Hace tiempo que se perdió el sentido de la disciplina y la mística propia del cristianismo. El temor de ofender a Dios, en palabra y obra, se hacía elocuente en el trato con la magnificencia del Dios Santo, con un prurito depurado ante la grandeza absoluta. Así la observancia propia del misterio se convirtió en parte, en trascendencia, en anhelo absoluto de hablar con el Poderoso, confiarle un secreto profundo custodiado en el corazón, perfume de la fe sólida.

Las nuevas propuestas de deleite y esplendor han orillado la mentalidad de pordioseros del ser humano en coloquios misericordioso.  Se busca un refugio en la religión “light”, revestido de mundanidad, casi a flor de piel. El espejismo, en vez de la realidad vital, nos sale al paso en cada circunstancia de dolor y pena y se echa de menos el servicio caritativo, la donación personal, el equilibrio cielo-tierra.
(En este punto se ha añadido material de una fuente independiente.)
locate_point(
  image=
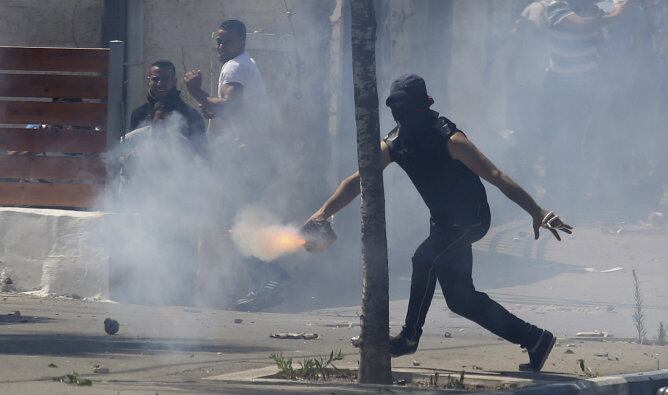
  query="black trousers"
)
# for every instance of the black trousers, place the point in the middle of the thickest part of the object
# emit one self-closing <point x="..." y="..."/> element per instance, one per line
<point x="446" y="256"/>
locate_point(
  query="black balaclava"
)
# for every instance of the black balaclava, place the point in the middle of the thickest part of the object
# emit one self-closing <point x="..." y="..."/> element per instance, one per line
<point x="409" y="104"/>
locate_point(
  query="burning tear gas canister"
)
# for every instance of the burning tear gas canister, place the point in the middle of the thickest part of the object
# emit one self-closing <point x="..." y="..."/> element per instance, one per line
<point x="318" y="234"/>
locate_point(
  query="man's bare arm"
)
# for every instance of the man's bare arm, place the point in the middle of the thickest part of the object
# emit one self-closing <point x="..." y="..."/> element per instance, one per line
<point x="230" y="94"/>
<point x="463" y="150"/>
<point x="347" y="190"/>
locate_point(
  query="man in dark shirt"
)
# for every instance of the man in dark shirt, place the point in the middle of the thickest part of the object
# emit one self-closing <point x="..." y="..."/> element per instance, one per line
<point x="162" y="90"/>
<point x="446" y="168"/>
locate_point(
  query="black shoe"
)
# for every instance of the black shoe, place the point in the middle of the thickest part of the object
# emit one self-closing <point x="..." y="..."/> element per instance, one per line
<point x="267" y="296"/>
<point x="539" y="353"/>
<point x="399" y="346"/>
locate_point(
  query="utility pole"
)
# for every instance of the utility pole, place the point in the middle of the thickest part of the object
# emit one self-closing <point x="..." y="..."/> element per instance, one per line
<point x="375" y="364"/>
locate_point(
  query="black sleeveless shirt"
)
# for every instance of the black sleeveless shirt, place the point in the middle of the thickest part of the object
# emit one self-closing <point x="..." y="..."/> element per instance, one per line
<point x="453" y="193"/>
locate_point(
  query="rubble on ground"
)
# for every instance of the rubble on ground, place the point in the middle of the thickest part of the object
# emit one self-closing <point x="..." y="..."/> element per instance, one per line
<point x="291" y="335"/>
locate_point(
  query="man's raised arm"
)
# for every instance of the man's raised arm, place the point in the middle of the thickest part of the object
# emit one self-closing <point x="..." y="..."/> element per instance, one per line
<point x="347" y="190"/>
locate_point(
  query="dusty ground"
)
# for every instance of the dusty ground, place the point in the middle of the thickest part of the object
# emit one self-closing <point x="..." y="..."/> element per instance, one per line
<point x="170" y="349"/>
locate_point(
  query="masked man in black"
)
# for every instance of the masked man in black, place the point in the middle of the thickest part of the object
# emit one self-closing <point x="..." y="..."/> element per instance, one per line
<point x="446" y="168"/>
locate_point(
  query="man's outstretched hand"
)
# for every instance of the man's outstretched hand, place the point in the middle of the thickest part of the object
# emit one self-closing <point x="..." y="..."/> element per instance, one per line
<point x="318" y="234"/>
<point x="193" y="80"/>
<point x="550" y="221"/>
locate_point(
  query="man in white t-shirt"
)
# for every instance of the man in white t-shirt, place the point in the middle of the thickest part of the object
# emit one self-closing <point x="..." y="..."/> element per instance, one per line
<point x="241" y="153"/>
<point x="242" y="108"/>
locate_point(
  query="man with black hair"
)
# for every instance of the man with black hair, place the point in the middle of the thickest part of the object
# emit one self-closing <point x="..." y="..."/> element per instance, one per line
<point x="162" y="92"/>
<point x="242" y="104"/>
<point x="446" y="168"/>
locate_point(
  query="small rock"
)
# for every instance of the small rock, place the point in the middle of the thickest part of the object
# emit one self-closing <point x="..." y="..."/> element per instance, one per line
<point x="111" y="326"/>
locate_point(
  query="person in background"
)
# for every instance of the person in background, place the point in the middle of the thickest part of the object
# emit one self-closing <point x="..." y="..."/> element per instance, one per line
<point x="569" y="89"/>
<point x="243" y="157"/>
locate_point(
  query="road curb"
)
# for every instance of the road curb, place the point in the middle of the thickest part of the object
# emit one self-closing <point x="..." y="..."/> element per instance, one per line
<point x="644" y="383"/>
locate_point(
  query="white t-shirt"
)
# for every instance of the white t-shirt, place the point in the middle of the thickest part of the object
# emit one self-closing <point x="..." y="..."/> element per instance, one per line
<point x="248" y="126"/>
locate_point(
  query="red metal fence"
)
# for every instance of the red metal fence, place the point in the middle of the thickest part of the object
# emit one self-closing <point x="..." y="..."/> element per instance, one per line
<point x="60" y="109"/>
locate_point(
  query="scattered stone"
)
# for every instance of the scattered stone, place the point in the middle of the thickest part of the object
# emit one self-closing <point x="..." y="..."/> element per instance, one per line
<point x="614" y="269"/>
<point x="291" y="335"/>
<point x="111" y="326"/>
<point x="596" y="334"/>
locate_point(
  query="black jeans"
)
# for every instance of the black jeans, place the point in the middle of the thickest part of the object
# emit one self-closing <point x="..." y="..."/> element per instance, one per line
<point x="446" y="256"/>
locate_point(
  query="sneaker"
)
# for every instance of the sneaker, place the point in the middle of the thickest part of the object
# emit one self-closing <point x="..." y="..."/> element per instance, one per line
<point x="265" y="297"/>
<point x="399" y="346"/>
<point x="539" y="353"/>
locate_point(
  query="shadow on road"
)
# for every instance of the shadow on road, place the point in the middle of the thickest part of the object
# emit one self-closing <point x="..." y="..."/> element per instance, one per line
<point x="73" y="345"/>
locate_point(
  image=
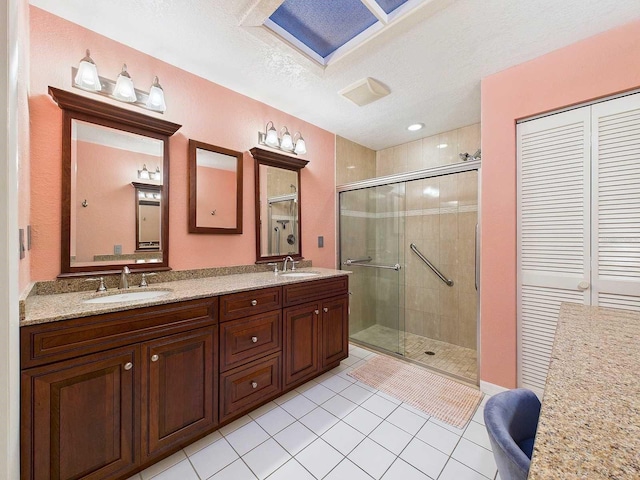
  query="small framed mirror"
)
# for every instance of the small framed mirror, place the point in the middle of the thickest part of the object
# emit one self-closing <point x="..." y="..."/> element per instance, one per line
<point x="215" y="189"/>
<point x="278" y="201"/>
La cuarentena, impuesta por la premura de la pandemia, nos vino a recordar que no se puede vivir en desarreglos mentales, ni en la vanidad de vanidades.  Que hay que tener reservas espirituales y desgastar el corazón para no caer víctima de la desorientación y las catástrofes interiores. No hay ruta paralelas, ni optimismo poderoso que sean opciones cuando la crisis se toma devastadora y llega al batey amado y retumba en un hoy, un mañana de incógnitas inconmensurables.

La Santa Iglesia abre el paso para vivir cobijados por la Palabra Santa y así resaltar la virtud que debe ser distintiva de todos los cristianos. Así estableció una cuaresma de verdades curativas. Esa ruta luminosa equivale a ver más allá, a retomar el bien, a abrir paso a la lógica del amor y a insertar salud en el creyente que se acoge a ese proceso de salud integral.

El aprendizaje de verdades olvidadas es de suma importancia en estos días caóticos y contradictorios. Mirar alrededor desde la indiferencia y la falta de sensatez redundará en un salpullido incontrolable y en un derroche de superficialidad que se incorporará al “made in Puerto Rico”, que siempre será rentable para algunos.  En lugar de aprovechar el momento de Dios, muchos se orientan hacia aguas turbulentas, hacia pantanos improvisados.

La pandemia ha hablado con voz robusta, ha acelerado el proceso de devastación que se hace visible a simple vista. Vivir por vivir es una forma de huida, de aniquilamiento voluntario. Todo ser humano se robustece en la verdad, se hace una persona cabal al orientarse en la parábola creacional.  No hay que huir, es urgente vivir desgranando la dignidad y así dar decoro a la vida y a la circunstancia.

Desplegar la noción de somos hermanos, es dar realce a lo bello y a lo justo.  Siempre habrá una cuaresma que antecede el día luminoso. No es tiempo de rehuir la lucha, que es acompañamiento vivo para no sucumbir en el perenne campo de batalla.